Four Year Trends in Source of Annual Fraud Recovery Amounts

Thus, while the total amount of money the Government recovered due to fraud in FY 2018 was lower than in recent years, the largest percentage of this money continued to be recovered via matters brought directly by the Government, or in which the Government intervened, and (since FY 2015) in fraud relating to HHS and DOD contracts.

Will Fraud Recovery Decline or Increase in FY 2019?

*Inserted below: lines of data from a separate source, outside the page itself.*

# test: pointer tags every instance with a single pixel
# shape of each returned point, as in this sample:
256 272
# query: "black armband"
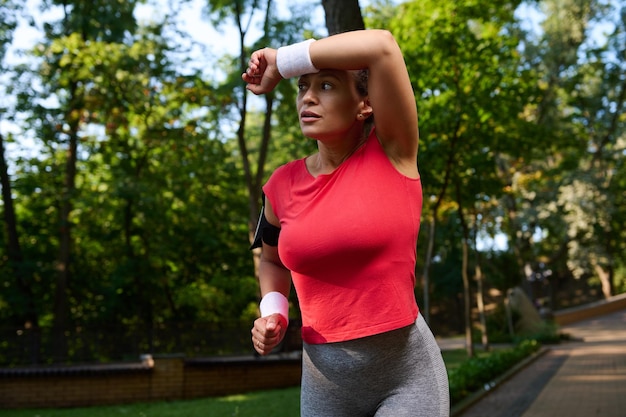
265 231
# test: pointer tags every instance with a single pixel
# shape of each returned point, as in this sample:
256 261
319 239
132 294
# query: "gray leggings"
395 374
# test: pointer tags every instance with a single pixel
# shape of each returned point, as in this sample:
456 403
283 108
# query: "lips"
309 116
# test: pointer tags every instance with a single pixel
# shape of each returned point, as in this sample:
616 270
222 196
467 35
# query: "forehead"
339 75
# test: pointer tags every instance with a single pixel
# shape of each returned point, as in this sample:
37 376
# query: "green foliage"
475 373
529 126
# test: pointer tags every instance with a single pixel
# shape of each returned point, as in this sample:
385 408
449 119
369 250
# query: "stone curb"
491 386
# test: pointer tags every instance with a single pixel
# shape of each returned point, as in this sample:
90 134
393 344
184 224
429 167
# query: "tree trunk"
481 307
61 305
28 316
467 310
342 16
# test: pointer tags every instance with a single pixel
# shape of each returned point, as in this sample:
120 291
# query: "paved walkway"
581 378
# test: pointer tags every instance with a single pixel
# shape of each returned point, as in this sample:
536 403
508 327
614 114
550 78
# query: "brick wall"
164 378
588 311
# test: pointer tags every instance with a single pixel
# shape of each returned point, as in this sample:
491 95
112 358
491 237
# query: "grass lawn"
275 403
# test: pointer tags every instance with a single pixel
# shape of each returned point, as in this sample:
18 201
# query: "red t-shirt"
349 239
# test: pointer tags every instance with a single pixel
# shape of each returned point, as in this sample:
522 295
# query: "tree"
342 16
465 69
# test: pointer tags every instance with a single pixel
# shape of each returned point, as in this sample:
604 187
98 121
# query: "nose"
308 96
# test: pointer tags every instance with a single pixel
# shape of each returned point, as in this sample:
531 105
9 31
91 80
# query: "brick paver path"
575 379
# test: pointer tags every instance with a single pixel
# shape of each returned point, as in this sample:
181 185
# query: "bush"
475 373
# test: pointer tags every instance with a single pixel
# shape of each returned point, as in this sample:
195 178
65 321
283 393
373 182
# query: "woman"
343 225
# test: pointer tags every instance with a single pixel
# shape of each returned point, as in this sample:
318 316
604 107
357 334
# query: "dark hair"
361 78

It is possible, though unlikely, that fraud recovery may decline in 2019 if William Barr is confirmed as the new U.S. Attorney General. In July 1989, as a member of DOJ’s Office of Legal Counsel, Mr. Barr drafted a memo titled Constitutionality of the Qui Tam Provisions of the False Claims Act, in which he argued that the qui tam provisions of the FCA were unconstitutional, since they violated:

  1. the separation of powers doctrine, since they infringe on the President’s discretion whether to prosecute a claim, and the authority to control the conduct of litigation brought to enforce the Government’s interests;
  2. the Constitution’s Appointments clause, by permitting any relator—rather than duly appointed government officers—to initiate and conduct litigation on behalf of the United States, to enforce the rights of the United States; and
  3. the Constitution’s Article III standing doctrine, since relators cannot demonstrate “injury in fact,” which is required to invoke federal judicial power.

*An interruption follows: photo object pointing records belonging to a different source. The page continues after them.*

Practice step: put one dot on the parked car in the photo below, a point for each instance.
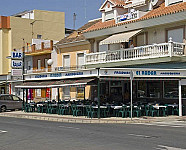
(10, 102)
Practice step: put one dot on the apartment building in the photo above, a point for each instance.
(18, 30)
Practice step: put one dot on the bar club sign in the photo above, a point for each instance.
(17, 59)
(17, 64)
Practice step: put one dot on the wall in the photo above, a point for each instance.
(158, 34)
(72, 51)
(4, 50)
(42, 58)
(51, 25)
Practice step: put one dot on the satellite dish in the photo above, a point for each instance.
(154, 2)
(50, 62)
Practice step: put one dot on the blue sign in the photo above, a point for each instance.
(17, 55)
(41, 76)
(146, 73)
(121, 72)
(74, 74)
(17, 64)
(56, 75)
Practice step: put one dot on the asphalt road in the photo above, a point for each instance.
(24, 134)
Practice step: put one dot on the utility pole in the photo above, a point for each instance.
(74, 20)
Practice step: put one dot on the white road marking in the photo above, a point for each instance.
(138, 135)
(2, 131)
(69, 127)
(163, 147)
(173, 124)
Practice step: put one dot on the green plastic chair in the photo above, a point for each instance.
(153, 111)
(137, 111)
(62, 110)
(123, 111)
(75, 110)
(90, 112)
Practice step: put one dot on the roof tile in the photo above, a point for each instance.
(158, 12)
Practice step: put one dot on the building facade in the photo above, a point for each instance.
(17, 31)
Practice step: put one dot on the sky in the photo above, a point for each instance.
(10, 7)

Time alone will tell whether Mr. Barr will allocate DOJ resources to permit the Agency to intervened in FCA qui tam suits. Mr. Barr’s most recent public comments on the issue indicate that he will do so, and that DOJ will continue to realize a significant portion of its annual fraud recovery (62.2 % in FY 2018) from intervening in FCA whistleblower suits.

Barr reiterated his dim view of the qui tam provisions in 2001, when participating in the George H.W. Bush Oral History Project at the Miller Center of the University of Virginia. Barr stated, “I felt then [i.e., in 1989], and feel now, that [the qui tam provisions are] an abomination and a violation of the appointments clause under the due powers of the President as well as the standing issue of the Supreme Court.” However, during his January 15, 2019, confirmation hearing, Barr softened his views regarding the FCA qui tam provisions. In response to questions posed by Senator Chuck Grassley, Barr expressly noted that the Supreme Court has upheld the constitutionality of the FCA qui tam provisions, and stated that he no longer considered them to be an abomination. Barr further stated that, if confirmed as Attorney General, he would not take any actions to undermine the FCA or its whistleblower provisions, and would diligently enforce the law.

DISCLAIMER: Because of the generality of this update, the information provided herein may not be applicable in all situations and should not be acted upon without specific legal advice based on particular situations.